Here we see the overload in central midfield is nullified by just trying to stay in between both options and jumping to one option once it is clear they will try and receive the ball. This occurs higher up here, and we see the striker’s pressing angle again helps to make the option-oriented pressing of the midfielders easier, as the opposition’s build-up becomes more predictable.
We can see another example here where they adjust to an overload, with the higher central midfielder following one player before jumping to the next after they have been accessed, with the winger then prioritising central compactness and moving inside.
Here we can see a clear image of their 4-3-1-2 shape here from a goal kick. The ball is shown into the left half-space into a free player, who can be pressed from behind by a winger. The higher central midfielder back presses to cover the run of the receiving player after they have passed wide, and the full-back and centre back shift into wide areas to press the ball, leading to a throw. Seoane seems to like to have cover in front of the back four as a principle, and so this 4-3-1-2 shape is very common for Young Boys.
A common adaptation used by Seoane is to have the full-back press in the half-space from a narrow position, with the winger then covering the wide lane. Young Boys do not want the winger to engage against a back three (something they face often), and so they can maintain coverage of the half-space through the full-back, and coverage of the wide lane through the winger. Lots of teams do this the other way around, which leads to wingers being more passing lane oriented and reliant on the spacing between themselves and the central midfielder, which is easier to manipulate than a player oriented on this zone.
Crucially for their pressing system, it allows for an excellent rest offence, which describes the shape they take up out of possession in preparation for a counter-attack. They scored an excellent goal against Zürich that summarises it well, with this structure seen here where they have just won the ball. The ball is pressed out wide by a winger and then recovered by the full-back, who can immediately play into the central midfielder. The opposition’s full-back has moved forward to support the initial pass, and so the Young Boys winger can get in behind. They naturally have two players up against the centre backs, and we see the far striker is in that position between full-back and centre back again ready to receive the ball. The nearby striker drops to receive, turns and plays the ball into that lane, and the far striker scores. A seven second counter-attack goal.
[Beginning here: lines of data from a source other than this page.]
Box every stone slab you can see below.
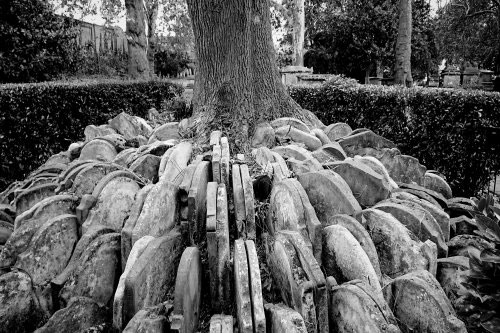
[149,122,180,142]
[84,124,117,141]
[16,214,78,285]
[245,240,266,333]
[123,229,184,325]
[221,137,230,186]
[232,164,247,238]
[383,270,466,333]
[59,232,121,307]
[210,131,222,146]
[15,194,78,230]
[212,145,222,183]
[188,161,210,244]
[323,122,352,141]
[79,139,117,162]
[233,239,253,333]
[123,302,173,333]
[171,247,202,333]
[272,145,314,161]
[70,163,122,197]
[209,315,234,333]
[311,128,331,145]
[312,142,347,164]
[264,303,307,333]
[129,154,161,182]
[271,117,311,133]
[15,183,57,216]
[337,130,396,155]
[424,172,453,199]
[160,142,192,185]
[179,163,200,203]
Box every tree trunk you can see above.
[126,0,150,79]
[394,0,412,87]
[186,0,319,149]
[292,0,305,66]
[146,0,159,76]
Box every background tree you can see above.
[0,0,79,83]
[435,0,500,73]
[125,0,150,79]
[411,0,438,81]
[394,0,413,86]
[186,0,320,149]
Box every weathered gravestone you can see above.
[323,122,352,141]
[264,303,308,333]
[209,315,234,333]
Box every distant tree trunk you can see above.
[126,0,150,79]
[292,0,305,66]
[186,0,321,149]
[394,0,412,86]
[146,0,159,76]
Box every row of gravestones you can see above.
[0,110,481,332]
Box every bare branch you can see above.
[464,9,496,18]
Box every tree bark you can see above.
[126,0,150,79]
[291,0,305,66]
[146,0,159,76]
[186,0,319,149]
[394,0,413,86]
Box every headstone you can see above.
[14,183,57,216]
[82,176,140,233]
[123,229,184,324]
[179,163,200,204]
[240,165,256,240]
[322,225,382,297]
[232,164,247,238]
[275,126,322,151]
[160,142,192,184]
[113,235,155,331]
[312,142,346,163]
[233,239,253,333]
[84,124,117,141]
[109,112,149,139]
[323,122,352,141]
[121,184,154,269]
[34,296,108,333]
[383,270,467,333]
[129,154,161,182]
[123,302,173,333]
[273,145,314,162]
[57,161,96,193]
[132,178,179,244]
[149,122,180,143]
[212,145,222,183]
[324,214,382,280]
[325,159,391,207]
[297,170,362,222]
[399,183,448,208]
[220,137,230,186]
[70,162,122,197]
[337,130,396,156]
[374,201,448,257]
[79,139,117,162]
[245,240,266,333]
[436,256,470,309]
[361,209,437,278]
[287,157,323,175]
[210,131,222,146]
[424,172,453,199]
[271,117,311,133]
[59,232,121,307]
[447,234,494,257]
[188,161,210,244]
[170,247,202,333]
[311,128,331,145]
[353,155,398,190]
[264,304,307,333]
[15,214,78,285]
[209,315,234,333]
[329,281,400,333]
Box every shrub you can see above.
[0,80,183,190]
[289,83,500,197]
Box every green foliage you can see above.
[458,194,500,332]
[0,0,79,83]
[0,80,183,190]
[155,50,190,77]
[289,83,500,197]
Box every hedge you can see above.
[0,80,183,190]
[290,82,500,197]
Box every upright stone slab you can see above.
[188,161,210,244]
[325,159,391,207]
[234,239,254,333]
[240,165,256,240]
[275,126,322,151]
[59,232,121,307]
[121,184,154,270]
[149,122,180,142]
[79,139,117,162]
[123,229,184,325]
[212,145,222,183]
[337,130,396,156]
[323,122,352,141]
[15,183,57,216]
[220,137,230,185]
[297,170,361,222]
[245,241,266,333]
[109,112,147,139]
[123,302,173,333]
[113,235,155,331]
[271,117,311,133]
[374,201,448,257]
[361,209,436,278]
[179,163,200,203]
[70,163,121,197]
[57,161,96,193]
[232,164,247,237]
[210,131,222,146]
[271,152,291,178]
[85,124,117,141]
[329,282,400,333]
[383,270,467,333]
[113,148,137,167]
[272,145,314,161]
[312,142,347,164]
[132,178,179,244]
[311,128,331,145]
[170,247,202,333]
[324,214,382,280]
[353,155,398,190]
[0,271,45,333]
[399,183,448,208]
[209,315,234,333]
[82,176,140,233]
[160,142,192,184]
[129,154,161,182]
[15,214,78,285]
[436,256,470,309]
[322,225,382,297]
[34,296,109,333]
[264,304,308,333]
[424,172,453,199]
[371,148,427,186]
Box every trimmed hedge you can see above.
[0,80,183,190]
[290,82,500,197]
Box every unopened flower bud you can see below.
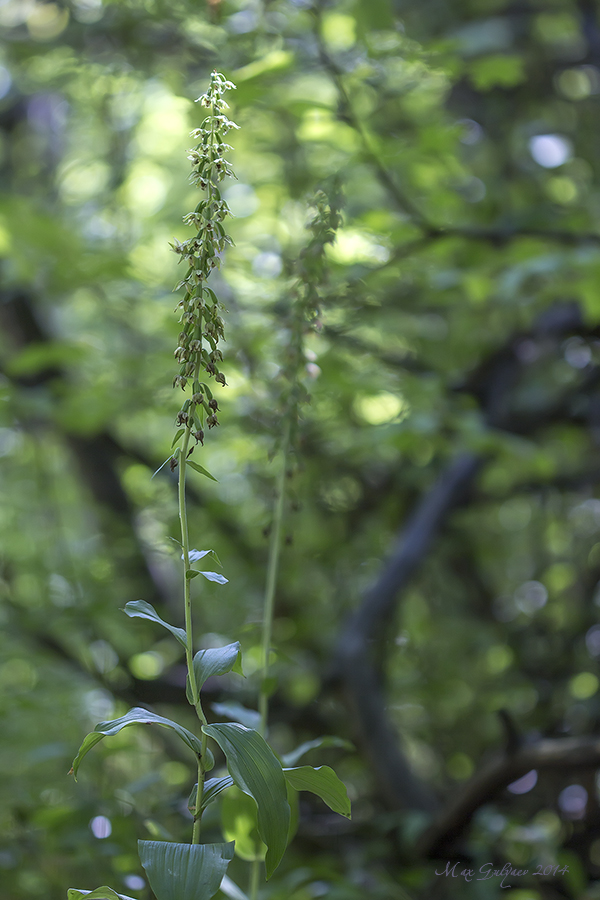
[193,430,205,445]
[208,398,219,411]
[207,414,218,428]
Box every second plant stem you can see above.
[178,424,208,843]
[258,418,291,736]
[251,418,291,899]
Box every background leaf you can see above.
[221,785,265,862]
[282,736,354,767]
[211,701,260,730]
[218,874,249,900]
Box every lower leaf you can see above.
[138,840,234,900]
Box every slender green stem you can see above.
[179,427,202,712]
[249,856,261,900]
[179,425,209,842]
[258,418,291,736]
[192,757,203,844]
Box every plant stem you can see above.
[179,427,202,713]
[192,757,203,844]
[258,418,291,736]
[179,424,208,842]
[249,856,261,900]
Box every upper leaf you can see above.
[203,722,290,878]
[123,600,187,648]
[71,708,202,779]
[283,765,351,818]
[193,642,243,691]
[138,840,234,900]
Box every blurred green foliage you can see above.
[4,0,600,898]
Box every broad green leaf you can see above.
[203,723,290,878]
[193,642,243,690]
[199,570,228,584]
[67,889,136,900]
[138,840,234,900]
[71,708,202,779]
[187,459,218,481]
[219,874,249,900]
[282,736,354,767]
[123,600,187,648]
[212,701,259,730]
[222,785,265,862]
[283,766,351,818]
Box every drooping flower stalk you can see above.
[170,70,238,840]
[258,186,343,737]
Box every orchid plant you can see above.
[66,72,350,900]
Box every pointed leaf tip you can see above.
[187,459,218,481]
[123,600,187,648]
[200,571,228,584]
[283,765,351,818]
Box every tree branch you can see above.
[418,735,600,859]
[335,452,482,813]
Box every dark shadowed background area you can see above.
[2,0,600,898]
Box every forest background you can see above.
[3,0,600,899]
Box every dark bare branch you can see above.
[418,735,600,859]
[336,453,482,813]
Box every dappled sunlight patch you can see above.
[326,228,390,265]
[122,162,171,217]
[353,391,410,425]
[569,672,599,700]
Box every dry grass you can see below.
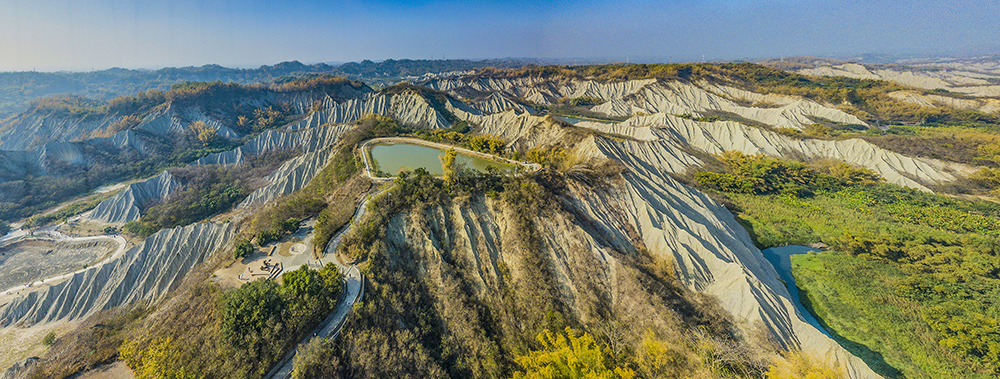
[0,320,77,370]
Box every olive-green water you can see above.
[371,143,512,176]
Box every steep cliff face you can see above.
[88,123,354,223]
[572,139,878,377]
[285,91,450,130]
[88,171,182,224]
[799,62,1000,97]
[425,75,865,130]
[0,112,118,151]
[0,222,236,327]
[578,114,970,191]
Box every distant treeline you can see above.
[0,59,535,119]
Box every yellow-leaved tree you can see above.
[119,337,199,379]
[188,120,218,146]
[765,350,844,379]
[440,148,459,183]
[512,327,635,379]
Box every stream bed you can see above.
[761,245,831,337]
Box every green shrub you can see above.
[256,229,282,246]
[42,332,56,346]
[219,280,286,351]
[233,239,253,260]
[467,135,506,155]
[123,220,158,237]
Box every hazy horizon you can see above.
[1,0,998,72]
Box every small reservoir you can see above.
[554,115,613,125]
[370,143,512,176]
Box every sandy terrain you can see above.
[74,361,135,379]
[0,320,76,370]
[0,239,116,291]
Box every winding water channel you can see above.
[761,245,831,337]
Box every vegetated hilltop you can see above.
[761,55,1000,98]
[7,62,1000,379]
[0,76,370,224]
[0,59,536,120]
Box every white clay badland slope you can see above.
[433,73,970,192]
[886,90,1000,114]
[0,86,371,152]
[87,123,354,224]
[0,84,373,185]
[0,86,449,343]
[0,83,448,188]
[799,62,1000,98]
[0,222,236,327]
[465,114,882,378]
[286,91,451,130]
[424,75,867,130]
[0,73,972,378]
[431,74,980,377]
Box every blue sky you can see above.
[0,0,997,71]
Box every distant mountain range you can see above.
[0,59,536,120]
Gerardo Seoane is rightfully starting to be considered as inevitable in a top five league soon, and his success with Young Boys this season has put him in good stead for a role if he wants it. His direct, dynamic philosophy offers a counter to possession-based football, and his clear playing philosophies make him an in-demand coach for teams who want to play in such a way. Borussia Mönchengladbach are one such team who pride themselves on this style of play, and if Seoane was to take over the role, it is unlikely that he would need a large influx of players, with players like Marcus Thuram, Denis Zakaria and Matthias Ginter all suited to the style of play. He would also add the benefit of speaking six languages, and of being Swiss, like the spine of the Gladbach side is at the moment.
Seoane though can only be concentrated on the rest of the season, and Young Boys have a mouth-watering tie against Ajax in the Europa League coming up, and this will certainly be an interesting test out of possession for Seoane against a more positional play based side who will look to overload or exploit that central midfield area. Even if they do not come through that tie, I would expect to see Seoane linked with a move in the Summer and would love to see what he could do on a bigger stage.